Thursday, August 20, 2009

59

Age is but a mere number right?....It's a matter of "attitude" right?....WELL, I beg to differ right now, altho...this is subject to change if I happen to win the lottery. FOR NOW HOWEVER, having not won the lottery, I'm feeling the weight and magnitude of being 59, solo, mega exhausted, the one and only holder of my today, tomorrow and future destiny....YEP, feeling the weight of being "it". Not an unfamiliar feeling, I've had decades of this, but "age" definatly is impacting my perspective/attitude/and consequently my ability to DEAL. It's been a trying few months, reflective and not altogether insightful.

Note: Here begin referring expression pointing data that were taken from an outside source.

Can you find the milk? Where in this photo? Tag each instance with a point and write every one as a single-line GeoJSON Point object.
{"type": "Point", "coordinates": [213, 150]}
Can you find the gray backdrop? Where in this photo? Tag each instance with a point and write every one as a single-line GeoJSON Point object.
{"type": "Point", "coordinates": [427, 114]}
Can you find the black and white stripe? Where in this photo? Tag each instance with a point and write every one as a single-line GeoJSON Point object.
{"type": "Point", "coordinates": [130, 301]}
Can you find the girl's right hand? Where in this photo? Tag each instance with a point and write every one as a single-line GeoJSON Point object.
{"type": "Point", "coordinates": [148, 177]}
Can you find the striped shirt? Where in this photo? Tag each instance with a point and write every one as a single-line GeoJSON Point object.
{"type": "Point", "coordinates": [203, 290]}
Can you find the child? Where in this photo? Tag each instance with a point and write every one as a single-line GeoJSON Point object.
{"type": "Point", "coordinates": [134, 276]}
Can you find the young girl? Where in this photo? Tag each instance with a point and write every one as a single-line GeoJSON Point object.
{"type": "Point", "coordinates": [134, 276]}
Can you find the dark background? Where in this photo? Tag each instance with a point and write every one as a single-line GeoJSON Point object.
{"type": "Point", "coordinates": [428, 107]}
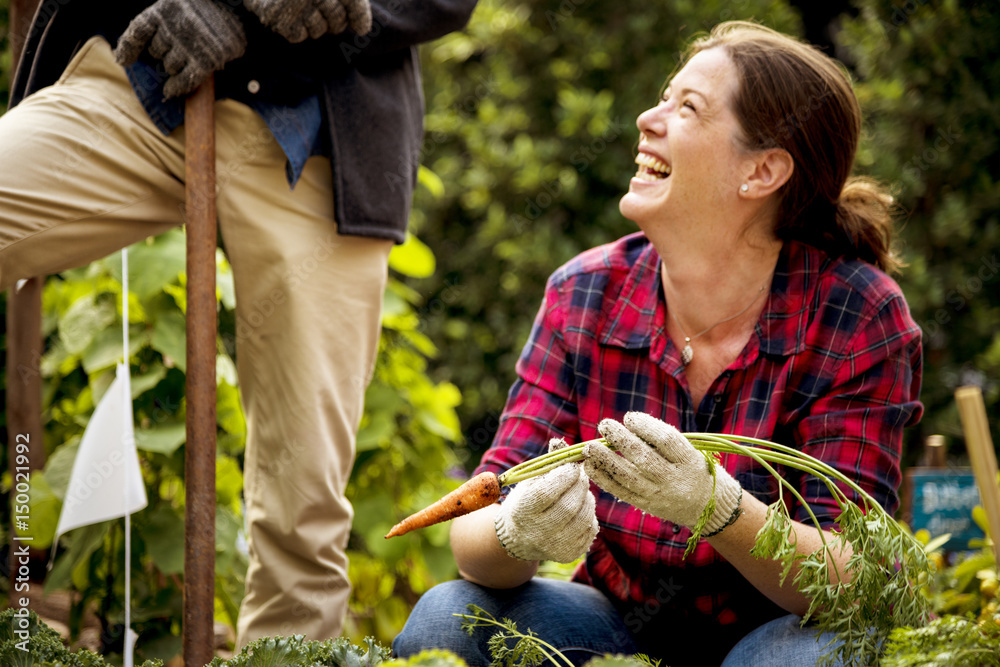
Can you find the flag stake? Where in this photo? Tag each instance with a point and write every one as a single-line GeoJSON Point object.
{"type": "Point", "coordinates": [199, 458]}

It's been a very physically tasking/challenging few months, which in years past wouldn't be an issue....at 59, it's an issue. My reality is changing...something I'm being confronted with almost on a daily basis....and it's a HARD new reality for one who has prided herself on being extreamly self-sufficent, very independant, a survivor in every sense on every level, one who can make lemonade from lemons, who can find a way when most wouldn't see ANY POSSIBLE WAY. Strong and determined. Alas....this reality is changing, I'm tired....really tired. The daily struggles arn't so easily met, the monthly obligations aren't so easily addressed, the curve balls....the unexpected...the trouble makers, evil doers, users and takers, the players are not so easily delt with anymore. It's been a daunting time. I find myself moreso in retreat mode than putting on the gloves, standing tall and positioned......I want to hide, want to run....curl up and close the door, let the phone ring and let the mail stay in the box unopened..... PEACE is all I'm wanting, peace and quiet... "lusting" for simply peace, peace of mind...."security". JOY??, FUN???....I'll opt for peace right now, not that the need for joy and fun is gone, it's simply unattainable without some level of "peace" right now. CAN ONLY TAKE SOLICE IN THE FACT THAT NOTHING STAYS THE SAME. I'm hanging in with the notion that what I'm in throws of right now will in fact not be case forever....nothing afterall is "forever", things do infact change, .....Just don't want whatever change to be worse!! AGE 59, a rapidly fading shadow of my former self, a very scarry reality.....Age is just a number?....NOT.